Last August, Arnett Mace, senior vice president for academic affairs and provost, charged an ad hoc faculty task force to review the university’s promotion and tenure guidelines and make any changes that might improve the process. Revised guidelines have now been sent to University Council and a vote is anticipated at the final Council meeting of the year on April 22, 2004.

Columns talked to Mike Wells, law professor and chair of the Faculty Affairs Committee, and Bonnie Yegidis, associate vice president for academic affairs and associate provost, about the revised guidelines

Columns: What was your particular charge from Dr. Mace?

Yegidis: He asked our group to focus on making the promotion and tenure process clearer and fairer and, in particular, to make the third-year review substantive.

Columns: Who was involved in revising the guidelines?

Yegidis: The task force included faculty who are broadly representative of the university, as well as members of the Faculty Affairs Committee.

Wells: Because I’ve served on the Faculty Affairs Committee for several years, I’ve been involved with previous efforts to revise the promotion and tenure guidelines, so that background helped. This current effort is really the culmination of a long­-term project that began more than three years ago. A number of people on the Faculty Affairs Committee, as well as our current task force, spent a lot of time working on this.

Columns: Can you summarize some of the key points of the revised guidelines?

Yegidis: The guidelines are built on several foundational principles, one of which is the principle of “flow”-which assures that a candidate’s application receives the fullest and fairest review possible. Under this principle, each dossier moves forward to the next level of review regardless of whether the lower-level review was positive or negative. Review committees beyond the promotion and tenure unit may affirm the previous recommendation or may identify substantive or procedural errors that require the recommendation to be reversed or reconsidered.

Columns: What would it take to overturn a decision made at a previous level of review?

Wells: The guidelines emphasize that faculty members within a discipline are in the best position to judge their colleagues’ achievements. So the guidelines require a 60 percent majority to overturn judgments of the promotion and tenure unit or school/college committees.

Columns: What are some other important points?

Yegidis: We recommended a change in structure of the University Appeals Committee so that it is comprised solely of senior faculty selected by the University Council. The committee is chaired by the provost, who is a non-voting member.

What isn’t different is the university-level review, which is conducted by the area review committees, organized according to general discipline. The composition of those committees and their role remains basically the same.

Columns: What are you doing to get feedback on the revised guidelines?

Wells: We presented the revisions to the Faculty Affairs Committee in February and they voted to move the document forward for review by the University Council. The Executive Committee put the new guidelines on the March council agenda as an information item and they’ve also been posted online on the University Council Web site (http://uc.reg.uga.edu/uc.nsf). Also on the Web site is an outline of the major changes between the current and proposed promotion and tenure guidelines, and my e-mail address (mwells@uga.edu) is listed for feedback.

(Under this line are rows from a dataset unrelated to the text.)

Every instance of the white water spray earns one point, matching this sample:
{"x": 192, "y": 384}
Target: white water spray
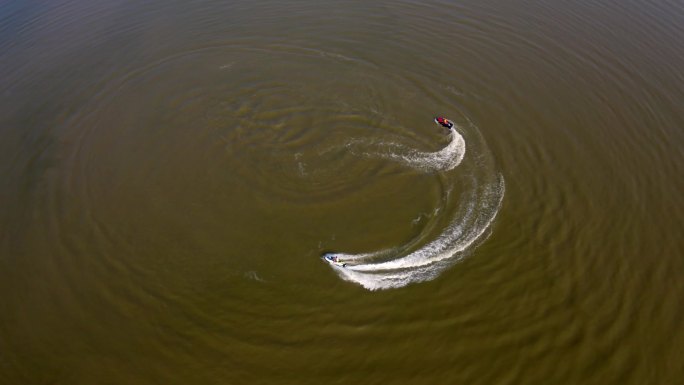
{"x": 469, "y": 224}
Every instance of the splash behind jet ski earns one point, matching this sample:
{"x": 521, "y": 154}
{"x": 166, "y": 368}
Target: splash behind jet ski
{"x": 444, "y": 122}
{"x": 333, "y": 259}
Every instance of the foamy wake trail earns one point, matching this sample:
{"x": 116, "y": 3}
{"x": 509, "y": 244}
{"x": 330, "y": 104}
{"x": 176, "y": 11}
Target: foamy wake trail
{"x": 471, "y": 222}
{"x": 446, "y": 159}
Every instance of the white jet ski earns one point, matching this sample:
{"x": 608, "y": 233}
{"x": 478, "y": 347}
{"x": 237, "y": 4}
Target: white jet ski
{"x": 333, "y": 259}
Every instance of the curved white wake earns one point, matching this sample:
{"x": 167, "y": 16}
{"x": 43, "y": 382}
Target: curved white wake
{"x": 476, "y": 211}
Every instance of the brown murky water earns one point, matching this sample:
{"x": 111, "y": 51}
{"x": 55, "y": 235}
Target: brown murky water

Bonnie and I will be holding an open forum on April 7, 2004, from 2 to 3:30 p.m. in room 350 of the Student Learning Center. We hope other members of the task force also will be there.

Columns: What happens next if the University Council approves the revised guidelines?

Yegidis: The revised guidelines would go into effect in the spring of 2005 for promotion and tenure considerations during the 2005-2006 academic year.

That’s to give promotion and tenure units several months to write their own unit-specific promotion and tenure criteria in line with the revised guidelines.

Columns: Are you optimistic that the revised guidelines will be approved?

Wells: We’ve had the benefit of comments received on earlier drafts. Our task force this year worked hard to address previously expressed concerns. We think we’ve identified a number of ways the current guidelines, which date back to 1995, could be ­improved and have made those ­improvements.

We hope people will read the revised guidelines and, if they have concerns or questions, raise them with us prior to the April 22, 2004, University Council meeting.